# Happy Belated Birthday, Willie Nelson!



## Dawgluver (May 2, 2015)

He turned 82 on April 30.  Wasn't sure he'd last this long!


----------



## Cheryl J (May 2, 2015)

Happy belated, Willie!  Hard to believe he's 82 - he still keeps on keepin' on!


----------



## Dawgluver (May 2, 2015)

All that good clean livin', along with a few wives and some other stuff...

I'm going to look up Keith Richards.


----------



## Aunt Bea (May 2, 2015)

Still going strong, of course he was only 81 when he did this one! 

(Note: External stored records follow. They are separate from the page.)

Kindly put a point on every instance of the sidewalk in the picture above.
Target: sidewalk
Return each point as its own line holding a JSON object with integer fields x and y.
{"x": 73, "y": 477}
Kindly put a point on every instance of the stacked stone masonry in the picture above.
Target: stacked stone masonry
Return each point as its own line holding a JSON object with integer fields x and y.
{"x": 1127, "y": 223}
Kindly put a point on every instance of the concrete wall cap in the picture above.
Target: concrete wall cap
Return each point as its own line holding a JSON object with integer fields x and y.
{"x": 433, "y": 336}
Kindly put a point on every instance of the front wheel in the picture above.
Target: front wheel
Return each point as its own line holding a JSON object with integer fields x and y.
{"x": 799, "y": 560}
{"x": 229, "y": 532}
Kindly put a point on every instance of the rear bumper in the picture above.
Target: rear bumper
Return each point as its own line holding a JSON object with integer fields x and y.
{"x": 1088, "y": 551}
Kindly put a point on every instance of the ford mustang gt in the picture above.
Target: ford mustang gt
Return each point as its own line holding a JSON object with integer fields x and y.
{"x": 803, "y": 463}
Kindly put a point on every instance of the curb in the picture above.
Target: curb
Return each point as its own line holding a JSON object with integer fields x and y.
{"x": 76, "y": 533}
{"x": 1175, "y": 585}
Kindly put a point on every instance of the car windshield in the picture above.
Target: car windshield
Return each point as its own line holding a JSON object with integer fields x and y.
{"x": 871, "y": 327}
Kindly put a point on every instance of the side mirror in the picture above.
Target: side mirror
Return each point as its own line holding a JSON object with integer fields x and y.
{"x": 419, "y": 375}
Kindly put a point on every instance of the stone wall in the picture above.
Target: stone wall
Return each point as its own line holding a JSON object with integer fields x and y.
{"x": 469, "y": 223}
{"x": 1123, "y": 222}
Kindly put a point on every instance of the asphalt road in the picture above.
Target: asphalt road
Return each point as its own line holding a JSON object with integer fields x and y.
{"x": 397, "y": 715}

https://www.youtube.com/watch?v=tuMDG5RvdXs


----------



## Dawgluver (May 2, 2015)

Aunt Bea said:


> Still going strong, of course he was only 81 when he did this one!
> 
> https://www.youtube.com/watch?v=tuMDG5RvdXs




I could watch this over and over!  

Thanks AB!


----------



## PrincessFiona60 (May 2, 2015)

I was thinking he must be 82 as I was clicking on the forum title.   I didn't realize I was that in tune with Willy.  I must have seen or heard it somewhere recently.


----------



## Cooking Goddess (May 10, 2015)

Dawgluver said:


> I'm going to look up Keith Richards.



Wow, Keith is only 71. He looks like he got a few of Willie's years.


----------



## Dawgluver (May 10, 2015)

Cooking Goddess said:


> Wow, Keith is only 71. He looks like he got a few of Willie's years.




I did think he was perfect as Johnny Depp's dad in one of the Pirates flicks.

We saw the Stones in concert a few eons ago.  Mick and Keith have always been somewhat, um, elderly looking, even when they were in their 20's.  But they sure can still rock!

So can Willie, he has still has it.


----------